Думается, наш идеолог рассчитывает на ясную перспективу: сначала возбудить молодежную агрессию, а после управлять ею в политических целях. Неплохой бизнес-план в условиях конкурентной политической борьбы, но в реальности российского авторитаризма, которому свойствен спасительный инстинкт самосохранения, подобный радикализм всегда будет на обочине, вдали от магистральных дорог. Ненависть – страшная, неуправляемая стихия. Когда наш народ вел Отечественную войну, осознавая справедливость своего ратного труда, наука ненависти к захватчику была необходимым (хотя и болезненным) отступлением от народной морали. И симоновское: «Сколько раз увидишь его – столько раз его и убей», и яростные статьи Эренбурга сохранили накал той праведной ненависти, которую, впрочем, умело дозировали, чтобы не перелить через край. Но, преодолев месяцы отступлений и поражений, ощутив свою силу, советский народ стал великодушен.


Можно долго, с историческими и бытовыми примерами, рассуждать о том, что такое сила и что такое слабость. Умение держать себя в руках, не опускаться до истерики, до мести и самосуда – это черта, присущая истинно мужественным, подлинно сильным людям и народам. Скажем, поведение Красной армии в оккупированной Германии в 1945-м и позже – пример силы, которая не нуждается в историческом самоутверждении. Разумеется, не нужно абсолютизировать нравственную силу нашей армии. В жизни всякое случается – но мы не будем, по примеру западных коллег, представлять своих противников пигмеями, а себя – представителями высшей расы. А высокие моральные требования к армии и обществу были заданы всей историей Руси – России – Советского Союза. Стремление (часто – безуспешное) к святости не дает нам считать преступление подвигом, а непримиримость – добродетелью.

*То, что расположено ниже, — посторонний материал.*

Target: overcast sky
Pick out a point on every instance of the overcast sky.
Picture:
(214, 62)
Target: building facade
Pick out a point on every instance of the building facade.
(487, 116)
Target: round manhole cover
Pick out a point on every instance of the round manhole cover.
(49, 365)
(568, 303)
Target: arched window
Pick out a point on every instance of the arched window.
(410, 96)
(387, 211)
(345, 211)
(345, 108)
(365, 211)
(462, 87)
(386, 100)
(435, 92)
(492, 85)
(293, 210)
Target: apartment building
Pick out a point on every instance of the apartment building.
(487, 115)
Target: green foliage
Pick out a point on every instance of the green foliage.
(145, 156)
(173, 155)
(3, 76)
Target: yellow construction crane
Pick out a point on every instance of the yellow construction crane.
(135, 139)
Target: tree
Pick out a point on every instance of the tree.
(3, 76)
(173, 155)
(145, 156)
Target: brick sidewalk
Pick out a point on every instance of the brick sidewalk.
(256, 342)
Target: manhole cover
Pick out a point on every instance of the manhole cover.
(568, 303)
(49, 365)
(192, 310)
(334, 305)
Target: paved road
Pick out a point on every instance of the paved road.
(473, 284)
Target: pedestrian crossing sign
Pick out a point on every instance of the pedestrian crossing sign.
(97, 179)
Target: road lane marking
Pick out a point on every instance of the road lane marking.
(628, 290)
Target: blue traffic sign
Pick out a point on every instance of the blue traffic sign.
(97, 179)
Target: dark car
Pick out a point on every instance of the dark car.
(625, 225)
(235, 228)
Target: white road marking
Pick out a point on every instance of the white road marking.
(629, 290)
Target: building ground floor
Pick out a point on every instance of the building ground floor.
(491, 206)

В заграничных походах русской армии 1813-14 годов (в особенности – после вступления на французскую территорию) наш солдат проявил великодушие, воспитанное царским неприятием мародерства и мести. А ведь за спиной русского солдата стояли родные разоренные деревни и руины поруганных святынь. Многим памятна речь Кутузова из толстовского романа: «Вам трудно, да все же вы дома, а они... видите, до чего они дошли, – сказал он, указывая на пленных: – хуже нищих последних. Пока они были сильны, мы себя не жалели, а теперь их и пожалеть можно. Тоже и они люди. Так, ребята?».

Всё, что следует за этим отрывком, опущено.